Sólo unos pasos más y cree adivinar la respuesta. Qué iba a ser. No puede tratarse de otra cosa. Debe de haberse intoxicado, quizá en la comida, algún alimento fuerte, o quizá tomó anoche algún somnífero de más. Si sólo pudiese hacer memoria. La playa se adivina tan ancha y redonda, tan inmensa. La marea hoy debe haber bajado mucho. Los pies descalzos arrastran al moverse una arena tibia y húmeda. Al avanzar prácticamente a ciegas, teme tropezar y caer, pero pronto comprueba que no hay peligro. La arena se nota limpia, suave como el algodón, ningún obstáculo le estorba. Al cabo de unos minutos cae en la cuenta de que sin más va desplazándose hacia el lugar donde cree recordar que se halla la salida. Así es, debe acortar de través hacia la derecha, dejando el mar a la espalda. El terreno por fin se eleva y endurece. En efecto, es preciso subir por una pronunciada pendiente salpicada de arbustos y pequeñas piedras semienterradas en la arena.

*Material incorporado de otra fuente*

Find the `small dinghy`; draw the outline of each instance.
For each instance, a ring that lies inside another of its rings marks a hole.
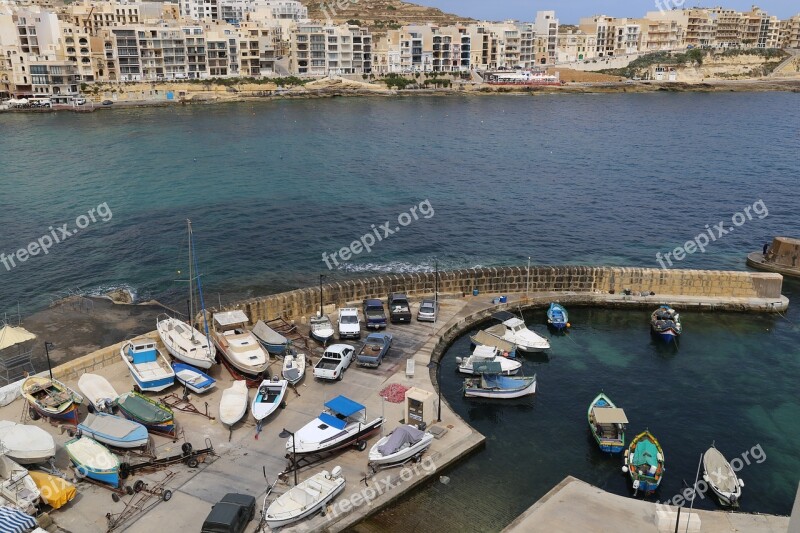
[[[178,383],[196,394],[208,392],[217,384],[214,378],[191,365],[172,363],[172,370],[175,371],[175,379],[178,380]]]
[[[306,354],[304,353],[291,353],[287,352],[283,358],[283,370],[281,375],[283,379],[289,382],[289,385],[297,385],[303,376],[306,374]]]
[[[245,380],[234,381],[230,388],[222,391],[219,401],[219,421],[230,429],[247,412],[248,390]]]
[[[111,413],[114,407],[114,400],[117,399],[117,391],[111,386],[103,376],[97,374],[84,374],[78,379],[78,388],[89,400],[89,411],[95,410],[103,413]]]
[[[264,513],[267,525],[277,529],[313,515],[344,490],[342,468],[323,470],[297,484],[272,502]]]
[[[138,392],[126,392],[114,403],[125,418],[139,422],[147,428],[147,431],[175,435],[175,414],[166,405]]]
[[[369,462],[374,466],[405,463],[427,450],[432,442],[432,433],[411,425],[398,426],[370,449]]]
[[[38,426],[0,420],[0,448],[19,464],[47,462],[56,455],[53,436]]]
[[[119,458],[108,448],[89,437],[67,441],[64,448],[80,477],[119,487]]]
[[[150,438],[142,424],[106,413],[89,413],[78,424],[78,430],[81,435],[115,448],[140,448],[147,446]]]
[[[731,464],[714,446],[703,454],[703,480],[722,505],[739,505],[744,481],[736,477]]]

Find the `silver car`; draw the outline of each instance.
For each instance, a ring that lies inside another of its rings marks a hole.
[[[420,322],[436,322],[436,313],[439,302],[436,300],[422,300],[417,311],[417,320]]]

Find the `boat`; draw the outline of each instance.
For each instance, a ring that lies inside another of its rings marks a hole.
[[[744,481],[736,477],[731,464],[713,445],[703,454],[703,480],[722,505],[739,504]]]
[[[53,509],[61,509],[78,495],[75,485],[62,477],[39,470],[31,470],[28,475],[39,489],[42,501]],[[2,530],[0,527],[0,531]]]
[[[264,519],[275,530],[307,518],[324,508],[344,486],[341,467],[323,470],[281,494],[266,509]]]
[[[216,362],[217,349],[211,342],[208,333],[208,321],[206,319],[206,307],[203,301],[203,286],[200,283],[200,275],[197,274],[197,256],[194,252],[194,233],[192,232],[192,221],[187,220],[189,232],[189,320],[190,323],[183,322],[168,315],[156,317],[156,330],[161,342],[167,351],[179,361],[197,368],[209,369]],[[200,311],[203,314],[205,333],[201,333],[191,325],[195,314],[195,295],[194,289],[197,285],[197,295],[200,303]]]
[[[552,302],[547,308],[547,325],[558,331],[570,326],[567,310],[560,303]]]
[[[621,453],[625,449],[625,411],[614,405],[611,399],[598,394],[589,404],[587,413],[589,429],[600,449],[608,453]]]
[[[355,444],[366,448],[366,438],[383,425],[383,417],[367,418],[366,407],[345,396],[325,402],[325,410],[286,441],[286,451],[297,455],[335,451]]]
[[[269,353],[275,356],[282,356],[285,354],[289,346],[289,339],[266,325],[263,320],[259,320],[256,322],[256,325],[253,326],[253,335],[256,336],[261,345],[266,348]]]
[[[398,426],[372,446],[369,462],[374,466],[405,463],[427,450],[432,442],[433,433],[412,425]]]
[[[247,412],[248,391],[244,380],[234,381],[222,391],[219,401],[219,420],[230,429]]]
[[[138,392],[126,392],[114,403],[125,418],[139,422],[147,431],[175,435],[175,414],[166,405]]]
[[[664,342],[673,342],[681,335],[680,316],[668,305],[662,305],[650,315],[650,328]]]
[[[289,350],[283,357],[283,370],[281,375],[283,379],[289,382],[289,385],[297,385],[303,376],[306,374],[306,354],[297,353],[294,350]]]
[[[497,361],[475,363],[473,375],[464,380],[467,398],[521,398],[536,394],[536,374],[533,377],[507,376]]]
[[[89,411],[111,413],[114,407],[114,400],[117,399],[117,391],[111,386],[103,376],[97,374],[83,374],[78,379],[78,388],[89,400]]]
[[[288,384],[289,382],[285,379],[279,380],[278,378],[273,378],[273,381],[265,379],[261,382],[256,397],[253,398],[253,405],[250,407],[257,422],[264,420],[280,407]]]
[[[469,357],[456,357],[458,371],[462,374],[474,374],[474,365],[490,361],[499,363],[502,368],[502,374],[506,376],[513,376],[522,368],[522,363],[503,357],[500,350],[493,346],[476,346]]]
[[[243,311],[225,311],[214,314],[214,343],[222,356],[222,363],[235,379],[244,379],[248,387],[258,387],[269,377],[269,354],[248,331],[250,320]]]
[[[178,383],[196,394],[208,392],[217,384],[217,380],[192,365],[173,362],[172,370]]]
[[[119,458],[108,448],[89,437],[69,440],[64,448],[79,477],[119,487]]]
[[[78,424],[81,435],[115,448],[141,448],[147,446],[150,436],[139,422],[106,413],[89,413]]]
[[[507,311],[495,313],[493,318],[500,323],[485,329],[486,334],[508,341],[523,352],[542,352],[550,349],[550,341],[528,329],[521,318]]]
[[[122,360],[128,366],[134,390],[159,392],[175,383],[175,372],[152,339],[128,341],[119,349]]]
[[[637,493],[645,496],[655,492],[664,477],[664,452],[649,431],[636,435],[625,450],[622,471],[628,474]]]
[[[22,395],[31,407],[31,418],[40,416],[78,423],[78,406],[83,396],[56,379],[31,376],[22,382]]]
[[[0,450],[19,464],[45,463],[56,455],[56,441],[38,426],[0,420]]]

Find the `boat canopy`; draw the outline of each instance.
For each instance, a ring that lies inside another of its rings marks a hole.
[[[325,402],[325,407],[331,411],[335,411],[342,416],[352,416],[359,411],[364,411],[366,407],[358,402],[354,402],[346,396],[337,396],[336,398]]]
[[[627,424],[628,417],[619,407],[595,407],[592,409],[594,419],[598,424]]]

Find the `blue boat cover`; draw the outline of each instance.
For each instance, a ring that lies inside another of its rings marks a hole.
[[[325,407],[344,416],[351,416],[366,409],[366,407],[360,403],[354,402],[350,398],[341,395],[337,396],[333,400],[325,402]]]
[[[36,527],[36,520],[13,507],[0,507],[0,531],[23,533]]]

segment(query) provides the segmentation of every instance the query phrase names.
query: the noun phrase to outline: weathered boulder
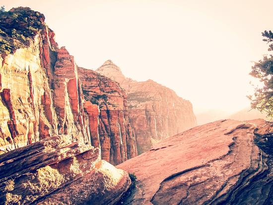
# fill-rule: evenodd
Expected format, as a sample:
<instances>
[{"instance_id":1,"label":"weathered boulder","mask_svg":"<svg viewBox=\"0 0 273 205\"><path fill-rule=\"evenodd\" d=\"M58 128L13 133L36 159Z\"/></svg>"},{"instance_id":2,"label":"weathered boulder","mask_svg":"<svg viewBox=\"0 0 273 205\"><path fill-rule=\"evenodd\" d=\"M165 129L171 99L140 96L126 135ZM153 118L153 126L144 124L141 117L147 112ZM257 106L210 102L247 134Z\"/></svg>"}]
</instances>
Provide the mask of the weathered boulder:
<instances>
[{"instance_id":1,"label":"weathered boulder","mask_svg":"<svg viewBox=\"0 0 273 205\"><path fill-rule=\"evenodd\" d=\"M139 154L155 142L196 125L191 102L170 88L151 80L137 82L126 78L111 60L96 71L117 81L126 91Z\"/></svg>"},{"instance_id":2,"label":"weathered boulder","mask_svg":"<svg viewBox=\"0 0 273 205\"><path fill-rule=\"evenodd\" d=\"M117 166L137 177L123 204L272 204L273 146L264 120L196 127Z\"/></svg>"},{"instance_id":3,"label":"weathered boulder","mask_svg":"<svg viewBox=\"0 0 273 205\"><path fill-rule=\"evenodd\" d=\"M72 139L53 136L1 155L0 204L115 204L128 174Z\"/></svg>"}]
</instances>

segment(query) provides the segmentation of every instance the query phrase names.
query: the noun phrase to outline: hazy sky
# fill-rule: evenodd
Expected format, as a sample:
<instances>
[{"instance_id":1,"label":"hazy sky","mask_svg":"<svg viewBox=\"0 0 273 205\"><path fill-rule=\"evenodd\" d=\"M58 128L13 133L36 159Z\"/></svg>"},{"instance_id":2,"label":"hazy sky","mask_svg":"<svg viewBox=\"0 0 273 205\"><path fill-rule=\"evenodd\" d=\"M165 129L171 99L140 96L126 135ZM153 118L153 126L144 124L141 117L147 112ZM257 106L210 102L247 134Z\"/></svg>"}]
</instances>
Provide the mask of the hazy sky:
<instances>
[{"instance_id":1,"label":"hazy sky","mask_svg":"<svg viewBox=\"0 0 273 205\"><path fill-rule=\"evenodd\" d=\"M273 29L273 0L0 0L45 14L59 46L96 69L111 59L134 79L152 79L190 100L196 113L249 104L252 61Z\"/></svg>"}]
</instances>

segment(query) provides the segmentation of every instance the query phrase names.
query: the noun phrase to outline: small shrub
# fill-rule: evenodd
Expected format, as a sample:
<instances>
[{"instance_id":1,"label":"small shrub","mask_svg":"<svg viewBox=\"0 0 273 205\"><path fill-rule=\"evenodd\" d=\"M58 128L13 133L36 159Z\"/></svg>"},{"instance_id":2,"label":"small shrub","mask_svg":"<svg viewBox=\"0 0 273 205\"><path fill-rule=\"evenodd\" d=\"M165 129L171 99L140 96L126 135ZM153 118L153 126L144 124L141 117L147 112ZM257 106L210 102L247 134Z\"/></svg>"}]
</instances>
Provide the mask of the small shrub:
<instances>
[{"instance_id":1,"label":"small shrub","mask_svg":"<svg viewBox=\"0 0 273 205\"><path fill-rule=\"evenodd\" d=\"M129 189L132 190L136 187L136 182L137 179L137 177L136 176L136 174L134 173L129 173L129 175L132 182L132 184Z\"/></svg>"},{"instance_id":2,"label":"small shrub","mask_svg":"<svg viewBox=\"0 0 273 205\"><path fill-rule=\"evenodd\" d=\"M0 8L0 12L1 13L4 12L5 12L5 6L3 5L1 6L1 7Z\"/></svg>"},{"instance_id":3,"label":"small shrub","mask_svg":"<svg viewBox=\"0 0 273 205\"><path fill-rule=\"evenodd\" d=\"M136 176L136 174L134 173L129 173L128 174L130 179L131 180L132 184L130 187L129 187L129 189L128 189L128 190L127 190L127 191L124 194L120 201L118 202L117 205L123 205L124 202L126 201L126 199L130 196L133 190L136 188L136 182L137 177Z\"/></svg>"}]
</instances>

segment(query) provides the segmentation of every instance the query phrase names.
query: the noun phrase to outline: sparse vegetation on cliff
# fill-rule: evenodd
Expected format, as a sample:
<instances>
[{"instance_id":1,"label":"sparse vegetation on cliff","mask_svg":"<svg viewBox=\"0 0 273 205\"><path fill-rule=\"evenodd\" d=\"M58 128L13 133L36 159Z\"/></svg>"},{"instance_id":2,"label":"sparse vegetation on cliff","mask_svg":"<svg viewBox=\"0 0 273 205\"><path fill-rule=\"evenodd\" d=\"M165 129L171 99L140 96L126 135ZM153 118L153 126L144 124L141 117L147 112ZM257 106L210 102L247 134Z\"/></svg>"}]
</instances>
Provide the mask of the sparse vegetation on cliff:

Nada puede contentarle más que reconocer el sendero que conduce al hotel, la zona iluminada por farolas, aunque se halle tan distante una de otra. Unos metros más y, sobre el charco de luz formado al pie de la primera de las farolas, descubre con sorpresa que el terreno se encuentra atestado de bichos, parecen pequeñas serpientes no más gruesas que lombrices, pegando brincos por doquier, como saltamontes.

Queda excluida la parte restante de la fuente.